A couple of months back, I wrote about my experiment with AllofMP3.com, the slightly-dodgy-but-basically-legal Russian digital musical vendor. In particular, I was interested in how their pricing (roughly one-tenth of iTunes et al) might influence the North American market. We may now be seeing the first effects of globalization on digital music pricing.
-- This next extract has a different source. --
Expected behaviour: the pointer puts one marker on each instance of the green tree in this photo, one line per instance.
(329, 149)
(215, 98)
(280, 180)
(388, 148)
Slashdot reports that Emusic.com has relaunched today, offering 40 songs for $9.99/month or 90 downloads for $19.99/month. The latter deal works out to $0.22 per track. That’s roughly a quarter of what you’d pay on iTunes. Because you pay per megabyte, AllofMP3’s prices vary, but I’ve probably been paying $0.10 to $0.15 a track. Here’s the eMusic catalog, which consists of about 500,000 songs but looks kind of spotty. AllofMP3 only offers 250,000, but I’ve rarely been disappointed (my musical tastes are, admittedly, pretty mainstream) and they seem to be adding 15 or 20 albums a day. The iTunes store claims over 1,000,000 songs.

Regardless, the eMusic store is definitely going to steal some business from the major players. Price is one of the few differentiators in an industry where everyone and their bull terrier are throwing their hat in the ring. Another one, at least for discerning geeks, is DRM. AllofMP3 and eMusic’s files are DRM-free, which won’t hurt sales either.

On a vaguely-related note, here’s an interesting article about the possible convergence of online music and instant messaging. Sounds pretty dubious if you ask me.

2 comments

  1. I attempted to give my money to emusic once before, when the deal was $10US for all you could download. They cancelled my account after four days because I was downloading too much. I’ll not bother trying it again.

    As a Canadian I’ll let the fact that I pay a tax on every blank CD and DVD I buy ease my sense of guilt as I download any music I want to check out for free.

  2. About AllOfMP3- I too have signed up and use the site, I think it’s a great deal but I definitely cannot believe that it’s actually legal. The large collection of Tiger Lillies on the site was the capper for me- they are affiliated with no distributor and only sell their music in-person at their shows. Like Moxy Fruvous used to be in the US.